No - it is not your fault if you get raped. That's the rapist's fault. But there are ways you can minimize your chances of getting raped. And there are actions you can do that will increase your chances of getting raped. In a perfect world, you could walk naked down the street, drunk off your ass, and someone would make sure you got home okay. But we don't live in that world. So stop thinking that we do!
Another point I'd like to address is drunken sex. If you get wasted and wake up in bed with someone the next morning, is that rape? I know some people who will say yes. But for me, it depends upon the circumstances.
The main consensus is that a drunk woman can't consent to sex, so it's rape. Mostly, I agree with that. For example, if you're drunk and some guy comes up and he's not drunk, and you have sex, it's probably rape. [I'll ignore issues of sex with your boyfriend while drunk, etc.] But what if you just broke up with your boyfriend and you were coming on to him and willingly went with him? Technically, many people will say it was still rape, because you could not consent while drunk.
What bothers me the most is when the woman and man are both drunk. You wake up next to some guy. Is it rape? Many people will still say it was rape, because you were too drunk to consent. But what if he was also too drunk too consent? Then what? Is it still rape, because you're the woman? That doesn't seem fair, and certainly not feminist.
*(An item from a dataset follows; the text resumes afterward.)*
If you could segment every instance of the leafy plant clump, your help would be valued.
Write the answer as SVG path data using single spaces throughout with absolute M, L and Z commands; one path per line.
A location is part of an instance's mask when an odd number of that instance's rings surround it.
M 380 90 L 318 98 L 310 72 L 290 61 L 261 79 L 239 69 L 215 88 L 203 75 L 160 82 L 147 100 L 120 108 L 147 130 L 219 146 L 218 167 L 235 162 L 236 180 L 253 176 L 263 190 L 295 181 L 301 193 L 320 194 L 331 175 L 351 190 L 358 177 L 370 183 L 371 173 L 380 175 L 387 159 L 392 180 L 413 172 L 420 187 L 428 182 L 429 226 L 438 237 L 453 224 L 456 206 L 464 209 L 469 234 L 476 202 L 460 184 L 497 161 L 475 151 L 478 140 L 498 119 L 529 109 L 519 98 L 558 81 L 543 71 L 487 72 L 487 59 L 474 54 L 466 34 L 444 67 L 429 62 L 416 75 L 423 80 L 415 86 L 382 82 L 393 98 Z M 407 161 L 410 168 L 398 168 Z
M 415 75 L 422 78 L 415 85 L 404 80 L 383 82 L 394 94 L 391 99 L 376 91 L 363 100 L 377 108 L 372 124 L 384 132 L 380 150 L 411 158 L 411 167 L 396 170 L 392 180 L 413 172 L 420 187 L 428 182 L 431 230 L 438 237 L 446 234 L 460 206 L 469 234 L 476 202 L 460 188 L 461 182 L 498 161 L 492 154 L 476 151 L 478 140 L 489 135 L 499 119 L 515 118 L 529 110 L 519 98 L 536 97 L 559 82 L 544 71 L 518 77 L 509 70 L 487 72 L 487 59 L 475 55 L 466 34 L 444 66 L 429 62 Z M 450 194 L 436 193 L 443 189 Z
What I'm trying to say, while not blaming the victim, is don't be a fucking idiot! If you get wasted out in public, there are men who will take advantage of you. It's not right, but it happens.
And yes, there are plenty of rapes that happen where no alcohol whatsoever is involved. But that's a different article than the one I'm discussing.
When I was in college, I never heard one word about drinking too much making me less safe. So I was happy to see the Yoffe article. If you get wasted and drive - you are held responsible for your actions by the police. So try to remember your responsibility to yourself! Keep yourself safe, don't depend on drunken friends or strangers to do it for you.